Wild Dogs focuses on six disparate souls who regularly find themselves on the outskirts of the woods calling for their canines who have escaped and become wild. Of course, it’s all about the animal in human nature, and there’s lots of talk about “lone wolves” and “running with the pack.”

The themes aren’t very subtle, and neither is director Kelly Thornton’s production, with literal yelps and howls in Jennifer Gilmor’s sound design and a predictable tree-and-leaf-strewn set by Teresa Przybylski.

Most of the actors seem uncomfortable, likely because they’re reduced to telling us things rather than showing them. The few scenes that work – a robbery, for instance, and the violent climax – are full of dramatic action.
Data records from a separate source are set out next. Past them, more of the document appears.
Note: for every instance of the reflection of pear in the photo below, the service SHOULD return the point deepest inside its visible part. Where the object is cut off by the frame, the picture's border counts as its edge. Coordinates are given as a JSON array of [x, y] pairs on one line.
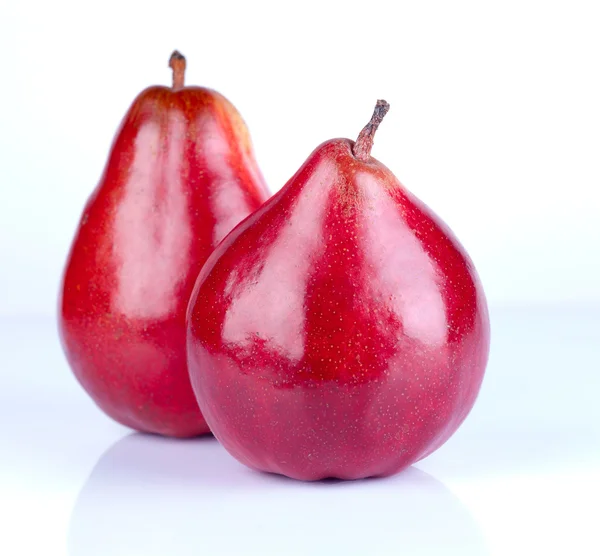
[[149, 495]]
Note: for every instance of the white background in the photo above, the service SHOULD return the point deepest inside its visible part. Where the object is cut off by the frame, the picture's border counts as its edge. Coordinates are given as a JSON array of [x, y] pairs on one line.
[[494, 122]]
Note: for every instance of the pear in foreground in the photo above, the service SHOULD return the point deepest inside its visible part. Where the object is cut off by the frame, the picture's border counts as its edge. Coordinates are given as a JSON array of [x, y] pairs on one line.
[[341, 330]]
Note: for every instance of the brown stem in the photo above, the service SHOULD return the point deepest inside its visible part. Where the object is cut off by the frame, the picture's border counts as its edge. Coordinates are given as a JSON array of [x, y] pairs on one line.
[[177, 64], [363, 145]]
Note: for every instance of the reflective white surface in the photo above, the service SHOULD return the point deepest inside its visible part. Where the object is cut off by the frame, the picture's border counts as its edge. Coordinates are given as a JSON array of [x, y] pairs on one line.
[[521, 476]]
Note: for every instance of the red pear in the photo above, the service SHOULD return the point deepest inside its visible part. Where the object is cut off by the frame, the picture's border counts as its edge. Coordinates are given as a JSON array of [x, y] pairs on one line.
[[341, 330], [180, 175]]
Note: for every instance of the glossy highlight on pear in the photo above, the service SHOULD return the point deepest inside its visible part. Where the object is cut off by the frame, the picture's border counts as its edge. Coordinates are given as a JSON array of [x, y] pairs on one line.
[[180, 175], [341, 330]]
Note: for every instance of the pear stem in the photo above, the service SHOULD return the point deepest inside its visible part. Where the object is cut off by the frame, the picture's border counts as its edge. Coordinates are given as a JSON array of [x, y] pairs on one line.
[[177, 64], [363, 145]]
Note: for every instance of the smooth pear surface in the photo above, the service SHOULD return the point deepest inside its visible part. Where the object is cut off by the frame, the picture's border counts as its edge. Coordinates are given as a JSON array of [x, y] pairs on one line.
[[339, 331], [180, 175]]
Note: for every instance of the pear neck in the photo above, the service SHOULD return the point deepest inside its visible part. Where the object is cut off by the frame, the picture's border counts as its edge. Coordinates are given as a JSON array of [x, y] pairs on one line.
[[364, 143], [177, 64]]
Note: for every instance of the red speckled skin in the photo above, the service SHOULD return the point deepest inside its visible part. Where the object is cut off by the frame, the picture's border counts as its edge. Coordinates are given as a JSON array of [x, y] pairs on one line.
[[339, 331], [180, 175]]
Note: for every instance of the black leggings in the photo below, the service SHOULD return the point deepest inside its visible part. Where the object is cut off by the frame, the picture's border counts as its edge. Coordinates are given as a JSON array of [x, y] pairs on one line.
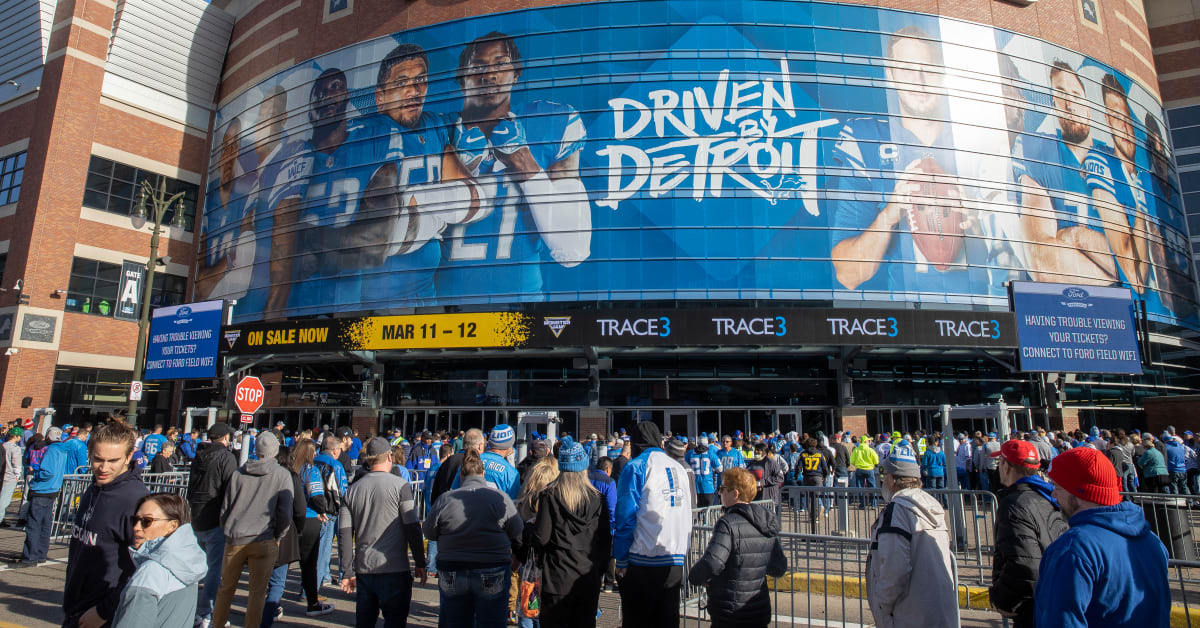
[[310, 549]]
Thornton stages them effectively.

Raven Dauda impresses in an extended monologue about the death of a fox that says lots about her character’s interior life, while Tony Nappo captures the world-weary pain of his depressed former factory worker.

But in the key role of Alice, the show’s main narrator, Tamara Podemski furrows her brow to express pain, and her relationship with Dauda’s Rachel feels forced and fake, leaving an empty hole where there should be emotion.

The script also suffers because Hardcastle fails to set up the work’s depressed economic setting earlier. When the information finally comes – in a haunting bit of stage work by Thornton – it feels merely disorienting.